The people shall hear, [and] be afraid: sorrow shall take hold on the inhabitants of Palestina.
15 De vorsten van Edom zijn van schrik overmand, De koningen van Moab rillen ervan. Onrust grijpt alle bewoners van Kanaän aan,
Then the dukes of Edom shall be amazed; the mighty men of Moab, trembling shall take hold upon them; all the inhabitants of Canaan shall melt away.
16 Bevangen door angst en ontzetting; Voor uw geweldige kracht Worden ze stom als een steen, Terwijl uw volk, o Jahweh, zijn doortocht voltooit, Het volk, dat Gij U hebt verworven, is overgestoken.
Fear and dread shall fall upon them; by the greatness of thine arm they shall be [as] still as a stone; till thy people pass over, O LORD, till the people pass over, [ which] thou hast purchased.
17 Nu brengt en plant Gij hen Op de berg van uw erfdeel; Op de plaats van uw woning, o Jahweh, die Gij U hebt bereid: Heer, in het heilige oord, Dat uw handen hebben gegrond!
Thou shalt bring them in, and plant them in the mountain of thine inheritance, [in] the place, O LORD, [which] thou hast made for thee to dwell in, [in] the Sanctuary, O Lord, [which] thy hands have established.
18 Jahweh zal heersen Voor eeuwig en immer!
The LORD shall reign for ever and ever.
19 Want toen de paarden van Farao De zee introkken, met zijn wagens en ruiters, Bedolf Jahweh hen met de golven der zee; Maar Israëls kinderen trokken er droogvoets doorheen!
For the horse of Pharaoh went in with his chariots and with his horsemen into the sea, and the LORD brought again the waters of the sea upon them; but the children of Israel went on dry [land] in the midst of the sea.
20 En Mirjam de profetes, de zuster van Aäron, nam de tamboerijn ter hand, en terwijl alle vrouwen met tamboerijnen haar dansende volgden,
And Miriam the prophetess, the sister of Aaron, took a timbrel in her hand; and all the women went out after her with timbrels and with dances.
21 herhaalde Mirjam voor hen het refrein: Laat ons zingen voor Jahweh, Want hoog is Hij verheven, Paard en ruiter wierp Hij in zee!
And Miriam answered them, Sing ye to the LORD, for he hath triumphed gloriously; the horse and his rider hath he thrown into the sea.
22 Daarna liet Moses Israël van de Rode Zee opbreken en trokken zij naar de woestijn van Sjoer.
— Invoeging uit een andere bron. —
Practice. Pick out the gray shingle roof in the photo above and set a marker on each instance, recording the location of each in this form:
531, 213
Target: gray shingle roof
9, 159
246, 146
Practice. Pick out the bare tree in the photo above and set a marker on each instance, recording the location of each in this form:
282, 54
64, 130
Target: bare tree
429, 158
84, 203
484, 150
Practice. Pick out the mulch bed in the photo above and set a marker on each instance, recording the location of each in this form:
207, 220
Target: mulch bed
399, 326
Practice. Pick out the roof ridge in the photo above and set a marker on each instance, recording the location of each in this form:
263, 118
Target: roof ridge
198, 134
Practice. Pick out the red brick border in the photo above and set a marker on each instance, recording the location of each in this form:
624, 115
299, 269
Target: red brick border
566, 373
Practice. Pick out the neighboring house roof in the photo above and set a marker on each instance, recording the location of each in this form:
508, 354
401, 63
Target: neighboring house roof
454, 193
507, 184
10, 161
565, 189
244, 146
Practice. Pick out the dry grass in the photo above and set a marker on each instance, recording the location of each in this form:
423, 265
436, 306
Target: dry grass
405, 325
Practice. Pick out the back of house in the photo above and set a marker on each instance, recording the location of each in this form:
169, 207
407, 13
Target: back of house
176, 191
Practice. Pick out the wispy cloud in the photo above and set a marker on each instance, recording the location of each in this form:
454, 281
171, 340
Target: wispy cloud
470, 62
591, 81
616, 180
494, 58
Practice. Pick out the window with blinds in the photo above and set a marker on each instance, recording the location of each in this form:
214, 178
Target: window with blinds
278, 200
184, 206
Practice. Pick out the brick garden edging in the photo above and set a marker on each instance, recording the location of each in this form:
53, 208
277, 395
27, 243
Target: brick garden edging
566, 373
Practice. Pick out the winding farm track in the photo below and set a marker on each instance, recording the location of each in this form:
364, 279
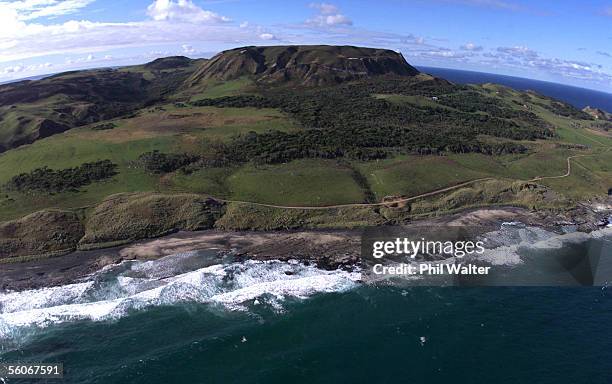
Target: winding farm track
406, 199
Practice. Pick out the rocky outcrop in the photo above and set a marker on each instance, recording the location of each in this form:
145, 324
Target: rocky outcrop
42, 233
303, 65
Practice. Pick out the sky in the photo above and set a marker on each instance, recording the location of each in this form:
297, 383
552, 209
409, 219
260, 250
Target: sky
567, 42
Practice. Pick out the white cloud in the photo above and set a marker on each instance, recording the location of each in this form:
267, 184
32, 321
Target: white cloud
472, 47
267, 36
325, 8
328, 16
182, 10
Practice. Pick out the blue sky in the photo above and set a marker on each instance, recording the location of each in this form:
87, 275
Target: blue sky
562, 41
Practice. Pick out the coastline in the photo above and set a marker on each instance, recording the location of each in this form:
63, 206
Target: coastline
326, 248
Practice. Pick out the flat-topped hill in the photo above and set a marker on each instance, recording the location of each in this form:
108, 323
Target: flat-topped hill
303, 64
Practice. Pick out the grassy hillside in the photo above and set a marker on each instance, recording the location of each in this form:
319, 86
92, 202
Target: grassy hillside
284, 144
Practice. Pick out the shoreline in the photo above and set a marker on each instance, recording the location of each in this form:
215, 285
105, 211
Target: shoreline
326, 248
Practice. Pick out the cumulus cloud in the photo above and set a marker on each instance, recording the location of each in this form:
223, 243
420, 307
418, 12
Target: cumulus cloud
267, 36
171, 21
328, 16
21, 68
472, 47
182, 10
523, 57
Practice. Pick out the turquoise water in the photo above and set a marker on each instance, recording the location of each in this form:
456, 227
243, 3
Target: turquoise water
195, 318
369, 334
578, 97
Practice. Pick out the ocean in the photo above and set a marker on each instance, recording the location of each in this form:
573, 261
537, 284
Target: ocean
578, 97
192, 318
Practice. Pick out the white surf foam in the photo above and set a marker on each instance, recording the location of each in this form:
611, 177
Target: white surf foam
233, 286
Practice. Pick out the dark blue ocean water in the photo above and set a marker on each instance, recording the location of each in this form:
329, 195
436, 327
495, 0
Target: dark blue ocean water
578, 97
367, 335
278, 322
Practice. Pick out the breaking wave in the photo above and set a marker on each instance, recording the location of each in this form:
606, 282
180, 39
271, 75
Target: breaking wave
114, 292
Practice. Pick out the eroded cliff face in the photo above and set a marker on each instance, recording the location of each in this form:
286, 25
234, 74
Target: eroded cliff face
303, 65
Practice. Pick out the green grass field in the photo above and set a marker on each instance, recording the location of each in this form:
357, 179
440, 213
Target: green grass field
301, 182
316, 182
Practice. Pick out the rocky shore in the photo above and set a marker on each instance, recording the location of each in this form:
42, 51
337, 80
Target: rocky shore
328, 249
Toen zij al drie dagreizen ver de woestijn in waren getrokken, zonder water te vinden,
So Moses brought Israel from the Red sea, and they went out into the wilderness of Shur; and they went three days in the wilderness, and found no water.
23 bereikten zij Mara. Maar ze konden het water van Mara niet drinken, omdat het bitter was; daarom noemde men het Mara.
And when they came to Marah, they could not drink of the waters of Marah, for they [were] bitter: therefore the name of it was called Marah.
24 Toen begon het volk tegen Moses te morren en zeide: Wat moeten we drinken?
And the people murmured against Moses, saying, What shall we drink?
25 Hij bad tot Jahweh, en Jahweh wees hem een stuk hout aan; hij wierp het in het water, en het water werd zoet. Op deze plaats gaf hij hun voorschriften en wetten, en stelde hen daar voor de keus:
And he cried unto the LORD; and the LORD shewed him a tree, [which] when he had cast into the waters, the waters were made sweet: there he made for them a statute and an ordinance, and there he proved them,
26 Zo ge luistert naar de stem van Jahweh, uw God, en doet wat recht is in zijn ogen, zo ge zijn geboden in acht neemt, en al zijn voorschriften onderhoudt, zal Ik geen van de kwalen, waarmee Ik Egypte heb geteisterd, u laten treffen, maar genees Ik u juist; Ik, Jahweh!
And said, If thou wilt diligently hearken to the voice of the LORD thy God, and wilt do that which is right in his sight, and wilt give ear to his commandments, and keep all his statutes, I will put none of these diseases upon thee, which I have brought upon the Egyptians: for I [am] the LORD that healeth thee.
27 Vandaar gingen zij naar Elim, waar twaalf waterbronnen zijn en zeventig palmen staan, en zij sloegen de legerplaats op aan het water.
And they came to Elim, where [were] twelve wells of water, and threescore and ten palm trees: and they encamped there by the waters.